Des actes ! Encore eût-il fallu savoir les déchiffrer ! Non, Jehan ne possédait rien, tout devait être au château puisque le don fait à son père venait de là. Vingt ans déjà. Mais Jehan se souvenait, la scène lui sautait aux yeux.
 
Les lames étincellent sous les rayons du soleil que filtrent mal les jeunes feuilles de châtaigniers. Les duellistes rompent l’assaut, reprennent leurs distances puis se lancent de nouveau l’un vers l’autre. Caché dans les bruyères, à cent pas de là, Jehan Bonavi se mord les lèvres et se réjouit d’être le spectateur clandestin d’un duel de cet ordre. Seize ans, bien bâti, l’œil sombre et les poings déjà lourds, Jehan, fils de Pierre Bonavi, ne perd pas une miette du combat. Qu’ils se lardent ! Et qu’ils en crèvent, par la Vierge et tous les saints. Quand les seigneurs s’entre-égorgent, ils délaissent les manants, qui s’en plaindrait ?
Les lutteurs accélèrent le rythme. L’un d’eux, pourpoint rouge, chausses blanches, multiplie les bottes savantes, les feintes et esquives audacieuses, force son adversaire à reculer de plusieurs pas. L’attaqué pare avec maîtrise, se fend soudain, pousse un croisé au flanc, vise le ventre. Son pied droit glisse alors et l’homme s’étale dans les fougères. L’épée plonge dans sa nuque, traverse la gorge, se plante en terre. Les témoins horrifiés se précipitent en criant à l’assassinat. Passe pour l’embroche dans un duel honnête, mais frapper ainsi un homme à terre !

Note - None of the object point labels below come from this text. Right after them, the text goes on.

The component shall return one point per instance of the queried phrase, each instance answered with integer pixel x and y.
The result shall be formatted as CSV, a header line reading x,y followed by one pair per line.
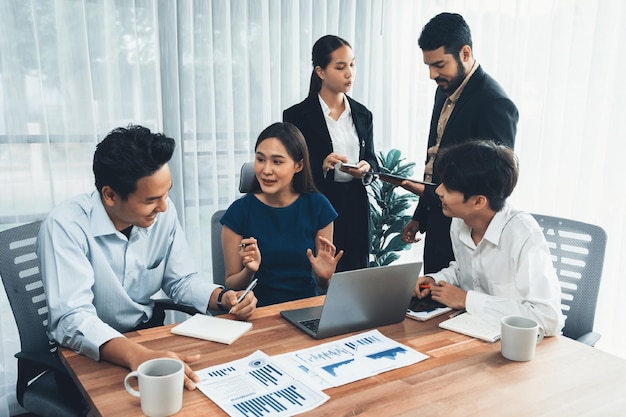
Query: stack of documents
x,y
290,384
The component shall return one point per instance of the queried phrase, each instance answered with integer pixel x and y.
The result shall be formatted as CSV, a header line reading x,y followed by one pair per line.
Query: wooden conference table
x,y
463,376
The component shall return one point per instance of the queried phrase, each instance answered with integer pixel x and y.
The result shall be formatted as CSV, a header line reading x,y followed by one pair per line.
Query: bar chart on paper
x,y
254,386
352,358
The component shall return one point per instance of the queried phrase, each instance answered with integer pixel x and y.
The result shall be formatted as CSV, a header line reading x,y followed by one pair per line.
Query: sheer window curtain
x,y
213,74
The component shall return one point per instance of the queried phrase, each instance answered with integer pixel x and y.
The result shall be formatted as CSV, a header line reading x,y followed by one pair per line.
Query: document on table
x,y
347,360
257,386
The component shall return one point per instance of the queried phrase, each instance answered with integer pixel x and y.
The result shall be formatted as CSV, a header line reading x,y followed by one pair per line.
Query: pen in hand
x,y
247,290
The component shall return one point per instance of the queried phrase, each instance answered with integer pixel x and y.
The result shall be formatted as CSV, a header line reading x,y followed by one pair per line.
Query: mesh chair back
x,y
21,276
246,179
577,250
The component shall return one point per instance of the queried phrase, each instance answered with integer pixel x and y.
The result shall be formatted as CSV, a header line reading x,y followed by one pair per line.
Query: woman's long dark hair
x,y
322,50
291,137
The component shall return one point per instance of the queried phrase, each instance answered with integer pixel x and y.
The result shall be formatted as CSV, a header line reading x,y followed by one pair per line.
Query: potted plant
x,y
391,208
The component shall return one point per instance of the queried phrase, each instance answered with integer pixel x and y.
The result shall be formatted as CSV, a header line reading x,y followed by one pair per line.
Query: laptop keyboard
x,y
311,324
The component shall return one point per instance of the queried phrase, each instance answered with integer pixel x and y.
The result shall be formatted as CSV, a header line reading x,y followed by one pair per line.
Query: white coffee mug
x,y
518,337
160,386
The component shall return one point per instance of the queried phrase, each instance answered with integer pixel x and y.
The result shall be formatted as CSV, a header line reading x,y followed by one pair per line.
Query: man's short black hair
x,y
127,154
448,30
479,167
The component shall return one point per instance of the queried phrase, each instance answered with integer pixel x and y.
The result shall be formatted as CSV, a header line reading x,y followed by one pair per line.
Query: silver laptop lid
x,y
367,298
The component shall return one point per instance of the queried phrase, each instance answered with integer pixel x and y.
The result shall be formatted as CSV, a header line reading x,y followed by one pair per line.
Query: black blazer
x,y
483,111
308,117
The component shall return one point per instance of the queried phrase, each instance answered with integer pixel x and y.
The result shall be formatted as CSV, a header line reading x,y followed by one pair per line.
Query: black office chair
x,y
21,276
43,385
246,180
577,250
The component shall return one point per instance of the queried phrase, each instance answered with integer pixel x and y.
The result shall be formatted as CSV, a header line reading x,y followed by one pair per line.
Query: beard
x,y
452,84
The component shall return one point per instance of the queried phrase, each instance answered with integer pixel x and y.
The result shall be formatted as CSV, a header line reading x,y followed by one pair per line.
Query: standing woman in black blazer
x,y
338,130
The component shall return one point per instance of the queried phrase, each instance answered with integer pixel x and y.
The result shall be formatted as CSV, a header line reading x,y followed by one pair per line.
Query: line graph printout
x,y
347,360
256,386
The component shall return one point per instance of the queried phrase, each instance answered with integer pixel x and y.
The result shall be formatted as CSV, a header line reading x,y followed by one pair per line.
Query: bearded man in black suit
x,y
469,104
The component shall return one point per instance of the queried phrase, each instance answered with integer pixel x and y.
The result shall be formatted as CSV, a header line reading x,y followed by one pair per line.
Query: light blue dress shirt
x,y
98,283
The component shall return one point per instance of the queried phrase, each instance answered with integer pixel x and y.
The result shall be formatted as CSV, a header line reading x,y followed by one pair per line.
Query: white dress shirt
x,y
509,272
98,283
343,136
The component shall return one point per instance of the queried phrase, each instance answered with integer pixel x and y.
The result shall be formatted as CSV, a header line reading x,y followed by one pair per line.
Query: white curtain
x,y
213,74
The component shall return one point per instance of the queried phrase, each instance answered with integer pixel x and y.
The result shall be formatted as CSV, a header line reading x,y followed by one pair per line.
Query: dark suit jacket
x,y
352,228
483,111
308,117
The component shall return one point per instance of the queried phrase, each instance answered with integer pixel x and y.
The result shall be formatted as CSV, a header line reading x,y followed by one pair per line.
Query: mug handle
x,y
130,389
540,334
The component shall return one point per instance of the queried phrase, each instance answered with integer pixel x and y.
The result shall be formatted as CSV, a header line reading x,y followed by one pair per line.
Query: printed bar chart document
x,y
257,386
349,359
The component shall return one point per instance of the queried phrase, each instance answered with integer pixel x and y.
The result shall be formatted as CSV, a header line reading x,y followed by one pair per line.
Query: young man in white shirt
x,y
503,264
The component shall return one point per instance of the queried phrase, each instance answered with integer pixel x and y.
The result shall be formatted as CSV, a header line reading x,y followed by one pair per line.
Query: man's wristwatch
x,y
219,299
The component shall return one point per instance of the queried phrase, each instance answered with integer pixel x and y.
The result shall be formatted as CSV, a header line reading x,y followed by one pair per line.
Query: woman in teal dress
x,y
282,231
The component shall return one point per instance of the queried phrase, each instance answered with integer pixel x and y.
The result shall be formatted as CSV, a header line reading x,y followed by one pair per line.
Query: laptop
x,y
358,300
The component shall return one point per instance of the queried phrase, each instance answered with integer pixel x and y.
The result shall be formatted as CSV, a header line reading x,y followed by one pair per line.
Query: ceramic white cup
x,y
518,338
160,386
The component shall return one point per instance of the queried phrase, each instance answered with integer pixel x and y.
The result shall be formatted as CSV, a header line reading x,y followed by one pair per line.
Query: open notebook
x,y
215,329
474,326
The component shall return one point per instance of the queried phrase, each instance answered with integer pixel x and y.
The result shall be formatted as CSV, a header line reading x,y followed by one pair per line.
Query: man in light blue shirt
x,y
106,253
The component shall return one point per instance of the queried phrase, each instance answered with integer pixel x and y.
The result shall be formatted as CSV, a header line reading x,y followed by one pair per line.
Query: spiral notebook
x,y
473,326
215,329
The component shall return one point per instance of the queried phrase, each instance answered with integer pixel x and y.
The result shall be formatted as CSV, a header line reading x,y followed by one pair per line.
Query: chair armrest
x,y
590,338
41,361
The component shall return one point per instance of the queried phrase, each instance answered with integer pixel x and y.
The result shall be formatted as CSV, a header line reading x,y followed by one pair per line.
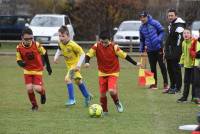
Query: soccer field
x,y
146,111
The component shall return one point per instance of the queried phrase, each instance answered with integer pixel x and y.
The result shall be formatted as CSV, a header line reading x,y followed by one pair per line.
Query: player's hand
x,y
87,65
140,65
77,68
49,70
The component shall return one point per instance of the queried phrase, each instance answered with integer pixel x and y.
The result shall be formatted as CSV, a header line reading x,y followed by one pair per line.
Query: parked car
x,y
11,26
45,28
195,28
128,32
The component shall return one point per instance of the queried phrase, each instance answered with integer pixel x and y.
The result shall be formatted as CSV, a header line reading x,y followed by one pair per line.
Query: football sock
x,y
32,99
103,101
84,90
42,91
70,91
115,98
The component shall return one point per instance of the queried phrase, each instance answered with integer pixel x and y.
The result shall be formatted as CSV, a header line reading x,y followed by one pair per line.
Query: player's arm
x,y
124,55
79,51
91,53
19,60
57,55
45,56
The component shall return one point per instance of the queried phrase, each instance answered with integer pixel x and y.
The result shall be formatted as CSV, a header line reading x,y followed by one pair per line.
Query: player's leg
x,y
78,80
30,91
39,87
112,88
70,88
103,87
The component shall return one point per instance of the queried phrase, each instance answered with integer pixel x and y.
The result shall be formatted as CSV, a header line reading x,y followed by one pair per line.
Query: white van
x,y
45,28
128,32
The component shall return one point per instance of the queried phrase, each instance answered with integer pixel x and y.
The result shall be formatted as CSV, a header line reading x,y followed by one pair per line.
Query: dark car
x,y
11,26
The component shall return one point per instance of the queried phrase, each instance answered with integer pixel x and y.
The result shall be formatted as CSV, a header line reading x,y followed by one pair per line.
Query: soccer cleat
x,y
182,100
172,91
43,99
34,108
165,88
119,107
70,102
105,113
153,87
87,100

- C’est une vilenie ! J’en référerai à qui de droit !
- Voyez ! il a glissé sur cette bouse, l’honneur vous interdisait de porter la main sur lui ! Vous en rendrez compte !
- Peuh ! Que de bruit pour une si piètre affaire, grogne le vainqueur, ne savez-vous point que les chiens crèvent toujours à quatre pattes ?
- C’est un crime ! Nous témoignerons.
- Témoignez, témoignez ! Mais si le cœur vous en dit, ce dont je doute, je serai là demain à la même heure, j’aime me battre au petit matin.
 
- Par ordre du roi, Charles le septième. Nous, comte Charles du Peuch d’Hébault, appliquons la sentence royale en faisant pendre haut et court, jusqu’à ce que mort s’ensuive, le sir de Belpeuch, condamné pour le meurtre déloyal et infâme du seigneur baron de Nillac. Le château de Belpeuch sera rasé, il n’en restera pierre sur pierre. Les terres et autres biens du condamné reviennent de droit au baron Armand de Nillac, fils légitime et seul héritier de la victime.
 
- Le roi se débarrasse. Belpeuch et les siens furent jadis pour les Anglais, chacun le sait, soupira la veuve du baron de Nillac.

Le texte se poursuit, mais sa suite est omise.